20 May 2019
Kingfisher is selling control of its China B&Q store operations to local retailing giant Wumart Stores. Photo: AFP
Kingfisher is selling control of its China B&Q store operations to local retailing giant Wumart Stores. Photo: AFP

China market is not for everyone

Just weeks after US electronics retailing giant Best Buy (BBY.US) made a final retreat from China, British rival Kingfisher (KGF.L) is making a similar move with word that it’s selling control of its China B&Q store operations to a local buyer.

These two deals mark an interesting twist to a trend that has seen other global retailers like Home Depot (HD.US) and Germany’s Metro (MEO.DE) also abandon the tough China market. Whereas the earlier cases saw companies simply close down their China operations and leave, this new wave of deals has firms selling their operations to eager Chinese buyers.

China’s retail sector has been a tough one for both domestic and international players these last few years. In addition to stiff competition, traditional retailers are facing a strong challenge from an aggressive and fast-growing group of e-commerce firms like Alibaba (BABA.US) and (JD.US), which often offer better prices along with the convenience of online shopping and quick home deliveries.

Those challenges have led to reports that French titan Carrefour (CA.PA) may be considering a similar pullout, and even US giant Wal-mart (WMT.US) is facing similar pressures.

According to the latest headlines, Kingfisher has agreed to sell 70 percent of its China operations to local retailing giant Wumart Stores (01025.HK) for 140 million pounds (US$220 million).

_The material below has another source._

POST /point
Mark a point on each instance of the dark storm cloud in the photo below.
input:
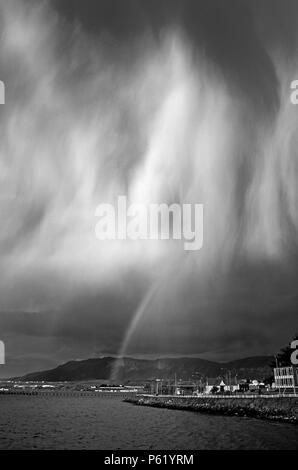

The money-losing operations include 39 of Kingfisher’s flagship B&Q home improvement stores throughout China, employing around 3,000. Kingfisher said the sale will allow it to focus on its core business of home improvement stores in Europe.

The sale price values B&Q China at a relatively modest US$315 million, which looks like quite a good deal for Wumart, which is better known in China for its supermarkets. The move will help Wumart, which operates 650 supermarkets, in its bid to expand into the home improvement business.

I’ve been to Wumart supermarkets in the past, and can say that the chain may be big but its stores are definitely a bit more tired and run-down than slicker stores run by Carrefour and Walmart.

Accordingly, I expect that we’ll see B&Q’s China stores lose some of their shine following this particular deal, which could ultimately prompt Kingfisher to shut down the brand in China completely. Kingfisher is clearly looking to salvage some of the big investment it has pumped into China over the last decade, even as it decides the market isn’t one that it wants to compete in directly.

Such salvage operations are becoming the preferred exit option for foreign retailers who are growing tired of years of difficult operations in China, with the situation only worsening due to the e-commerce challenge.

British grocery giant Tesco (TSCO.L) kicked off the trend last year, when it rolled its chain of 131 Chinese grocery stores into a joint venture with local partner China Resources Enterprise (00291.HK). Before that Carrefour was reportedly considering a similar China exit strategy, though no deal was ever announced.

More recently, Best Buy announced earlier this month that it would sell its remaining business, a local electronics chain called Five Star, to local buyer Jiayuan Group for an undisclosed price. The move marked the end of Best Buy’s gradual withdrawal from the market, after it shuttered its own-brand stores three years ago. Two years ago, Home Depot also shuttered its own-brand China operations, ending a six-year foray in the market.

All of this underscores two realities for major western retailers in China. The first is the toughness of the market due to competition from local players and also e-commerce companies. The second is the fact that most of these companies have pumped millions or even billions of dollars into building up their China business over the last decade. That means they are now reluctant to completely write off those huge investments, and are trying to salvage at least some of the money by selling to local buyers.

In cases like Best Buy, that strategy looks reasonable, since it probably doesn’t care what happens to the Five Star brand under Jiayuan’s management.

But I do suspect that companies like Tesco and now Kingfisher may not like what happens to their brands under management by their new Chinese partners. Accordingly, I expect we’ll see these newer partnerships quickly come under pressure, and retailers like Kingfisher and Tesco will ultimately withdraw their brands completely from China.

Bottom line: Kingfisher’s sale of control of its China home improvement chain to a local partner will produce an uneasy alliance that will ultimately see the UK retailer withdraw its B&Q name from the market.